In terms of the call for economic liberalization, the evidence appears even less supportive; in a number of authoritative studies, the conclusion is that it is the country's own absorptive capacity -- defined variously as its domestic ability to create capital, institutional stability, macroeconomic strength, and efficiency in applying technology transfers --- rather than legal limits on investment that determine its ability to attract foreign direct investment.4
While the conclusions of research on economic liberalization tend to support the Administration's view that institutional rather than structural initiatives are a more likely path to creating inclusive growth, facts on the ground suggest a distinct set of constraints. Assuming Aquino's efforts are bearing fruit, there is now a clear deadline for significant improvements: In 2015 -- just over 18 months from now -- the ASEAN Free Trade Area (AFTA) agreement will come into full effect, eliminating most tariffs on trade within the 10-nation Southeast Asian bloc; 2015 will also mark the end of the US-backed Millennium Development Challenge, with the Philippines' performance in eight broad areas being a significant determining factor in future development aid.
In short, Aquino's institutional approach faces a significant time-constraint, and it is far from sure whether there will be any significant 'trickle down' of the recent boom any time soon, while the vagaries of the constitutional approach -- a point not lost on the Filipino president himself -- make it impracticable at best.
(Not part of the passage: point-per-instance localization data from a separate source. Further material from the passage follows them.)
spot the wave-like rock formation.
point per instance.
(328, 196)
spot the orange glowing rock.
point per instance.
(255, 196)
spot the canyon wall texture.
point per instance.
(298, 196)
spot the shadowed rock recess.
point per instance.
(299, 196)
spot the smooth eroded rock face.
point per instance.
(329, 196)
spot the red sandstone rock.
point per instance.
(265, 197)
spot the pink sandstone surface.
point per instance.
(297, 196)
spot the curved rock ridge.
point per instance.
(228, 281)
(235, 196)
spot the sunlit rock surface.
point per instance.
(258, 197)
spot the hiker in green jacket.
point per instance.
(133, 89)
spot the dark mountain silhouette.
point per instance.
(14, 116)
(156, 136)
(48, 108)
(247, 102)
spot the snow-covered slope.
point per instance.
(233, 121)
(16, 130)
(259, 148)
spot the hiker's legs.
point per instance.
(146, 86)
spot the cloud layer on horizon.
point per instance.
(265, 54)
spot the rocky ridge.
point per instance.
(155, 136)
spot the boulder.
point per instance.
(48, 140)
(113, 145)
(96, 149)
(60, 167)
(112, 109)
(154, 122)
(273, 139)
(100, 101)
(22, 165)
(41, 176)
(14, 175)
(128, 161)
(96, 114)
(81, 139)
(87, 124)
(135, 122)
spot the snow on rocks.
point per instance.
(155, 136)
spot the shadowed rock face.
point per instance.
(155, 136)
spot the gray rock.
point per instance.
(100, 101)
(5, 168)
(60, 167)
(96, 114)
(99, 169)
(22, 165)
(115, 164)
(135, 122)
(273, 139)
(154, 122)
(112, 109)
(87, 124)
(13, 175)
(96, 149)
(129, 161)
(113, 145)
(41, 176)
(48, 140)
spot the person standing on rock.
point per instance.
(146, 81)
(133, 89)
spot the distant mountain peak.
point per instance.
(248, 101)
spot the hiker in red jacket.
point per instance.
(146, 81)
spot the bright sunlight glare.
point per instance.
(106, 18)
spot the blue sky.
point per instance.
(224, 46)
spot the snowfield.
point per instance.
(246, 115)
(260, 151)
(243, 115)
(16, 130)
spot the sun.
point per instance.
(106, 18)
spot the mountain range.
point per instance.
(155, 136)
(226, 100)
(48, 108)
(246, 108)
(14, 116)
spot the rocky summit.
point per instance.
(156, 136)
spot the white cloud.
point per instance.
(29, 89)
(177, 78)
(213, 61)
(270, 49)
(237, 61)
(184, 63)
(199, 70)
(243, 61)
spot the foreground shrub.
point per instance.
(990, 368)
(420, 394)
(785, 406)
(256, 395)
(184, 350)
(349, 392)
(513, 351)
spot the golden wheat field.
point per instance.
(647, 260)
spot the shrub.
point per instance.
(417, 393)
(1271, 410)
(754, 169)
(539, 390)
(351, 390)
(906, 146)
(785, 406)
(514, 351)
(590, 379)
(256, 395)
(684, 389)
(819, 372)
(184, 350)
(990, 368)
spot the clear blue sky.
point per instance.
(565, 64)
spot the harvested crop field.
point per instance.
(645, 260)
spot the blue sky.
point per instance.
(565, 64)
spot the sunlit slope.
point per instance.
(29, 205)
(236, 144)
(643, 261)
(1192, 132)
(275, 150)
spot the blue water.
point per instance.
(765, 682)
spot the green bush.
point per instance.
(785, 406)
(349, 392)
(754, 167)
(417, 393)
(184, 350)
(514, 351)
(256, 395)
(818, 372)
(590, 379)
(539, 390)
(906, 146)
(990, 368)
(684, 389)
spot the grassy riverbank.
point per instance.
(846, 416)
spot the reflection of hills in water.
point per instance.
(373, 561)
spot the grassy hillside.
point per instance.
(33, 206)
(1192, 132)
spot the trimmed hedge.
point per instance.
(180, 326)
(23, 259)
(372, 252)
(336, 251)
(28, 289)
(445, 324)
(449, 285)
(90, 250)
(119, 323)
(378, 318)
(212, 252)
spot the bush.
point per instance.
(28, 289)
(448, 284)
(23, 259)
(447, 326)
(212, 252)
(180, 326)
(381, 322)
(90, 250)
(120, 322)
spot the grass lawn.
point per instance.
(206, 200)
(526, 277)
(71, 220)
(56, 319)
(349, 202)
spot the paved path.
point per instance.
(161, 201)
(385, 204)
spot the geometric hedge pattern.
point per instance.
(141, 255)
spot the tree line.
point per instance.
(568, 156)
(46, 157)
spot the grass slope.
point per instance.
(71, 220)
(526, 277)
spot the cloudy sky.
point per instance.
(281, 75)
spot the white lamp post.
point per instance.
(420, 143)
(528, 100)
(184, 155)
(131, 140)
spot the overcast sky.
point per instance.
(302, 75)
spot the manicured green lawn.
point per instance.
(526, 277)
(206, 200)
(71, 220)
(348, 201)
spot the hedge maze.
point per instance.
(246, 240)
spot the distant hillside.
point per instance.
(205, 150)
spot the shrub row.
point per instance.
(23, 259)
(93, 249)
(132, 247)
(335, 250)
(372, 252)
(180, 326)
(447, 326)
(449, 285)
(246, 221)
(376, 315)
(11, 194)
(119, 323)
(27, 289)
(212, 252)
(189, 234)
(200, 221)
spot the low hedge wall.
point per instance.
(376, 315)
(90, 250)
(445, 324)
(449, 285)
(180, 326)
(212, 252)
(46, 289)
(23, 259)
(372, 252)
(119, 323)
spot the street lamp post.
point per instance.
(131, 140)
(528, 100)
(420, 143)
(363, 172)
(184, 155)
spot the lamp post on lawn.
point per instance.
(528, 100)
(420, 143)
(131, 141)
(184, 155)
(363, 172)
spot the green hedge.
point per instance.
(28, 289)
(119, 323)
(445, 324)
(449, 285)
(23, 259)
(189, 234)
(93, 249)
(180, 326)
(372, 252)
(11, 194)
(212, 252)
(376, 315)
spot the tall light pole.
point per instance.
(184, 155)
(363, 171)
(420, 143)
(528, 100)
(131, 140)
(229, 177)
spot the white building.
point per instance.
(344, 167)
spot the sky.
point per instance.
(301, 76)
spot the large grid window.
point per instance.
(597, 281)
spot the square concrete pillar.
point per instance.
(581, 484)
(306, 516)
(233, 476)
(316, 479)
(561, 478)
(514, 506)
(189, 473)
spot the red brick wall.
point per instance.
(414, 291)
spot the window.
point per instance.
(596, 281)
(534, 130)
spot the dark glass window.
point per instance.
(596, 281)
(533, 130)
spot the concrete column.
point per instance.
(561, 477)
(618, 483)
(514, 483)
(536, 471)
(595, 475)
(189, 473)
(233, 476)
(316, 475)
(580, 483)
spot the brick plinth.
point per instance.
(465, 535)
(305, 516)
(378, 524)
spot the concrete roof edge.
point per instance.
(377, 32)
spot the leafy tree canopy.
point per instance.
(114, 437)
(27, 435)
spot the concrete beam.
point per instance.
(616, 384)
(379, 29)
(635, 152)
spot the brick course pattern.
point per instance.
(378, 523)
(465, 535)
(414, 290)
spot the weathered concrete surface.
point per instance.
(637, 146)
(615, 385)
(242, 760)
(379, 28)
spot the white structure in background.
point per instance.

Realistically speaking, 18 months is simply not enough time to implement wholesale changes in the system of government, nor would the impact of increased investment -- making the big but doubtful assumption that (a) relaxation of constitutional restrictions on foreign ownership and (b) liberalization would, ceteris paribus, be consequential -- be likely to be noticed within that timeframe.
In this light, the right "reform debate" should ideally evolve from correlative references to academic work to a discussion closely examining the Philippine context, featuring less invasive, short-term, consequential solutions for economic inclusiveness and capacity building.
Although there is no shortage of ideas, perhaps even too many to go around, facts on the ground suggest that we are yet to raise the right questions.
1 J. Gerring, S.C. Thacker, and C. Moreno (2005), "Centripetal Democratic Governance: A Theory and Global Inquiry". The American Political Science Review, 99(4), pp. 567-581.
2Gerring, et al. (2009), "Are Parliamentary Systems Better?" Comparative Political Studies, 42(3), pp. 327-359.
3 C. Kotsogiannis, and R. Schwager (2005), "On the incentives to experiment in federations". Journal of Urban Economics, 60(3), pp. 484-497.
4See B.A. Blonigen, and J. Piger (2011), "Determinants of Foreign Direct Investment". National Bureau of Economic Research Working Paper 16704, January 2011; K.E. Meyer, S. Estrin, S.K. Bhaumik, and M.W. Peng (2009), "Institutions, resources and entry strategies in emerging economies". Strategic Management Journal, 30(1), pp. 61-80; D. Toulaboe, R. Terry, and T. Johansen (2009), "Foreign Direct investment and Economic Growth In Developing Countries". Southwestern Economic Review, 36, pp. 155-170; and J.P. Walsh, and J. Yu (2010), "Determinants of Foreign Direct Investment: A Sectoral and Institutional Approach". International Monetary Fund Working Paper WP/10/187, July 2010.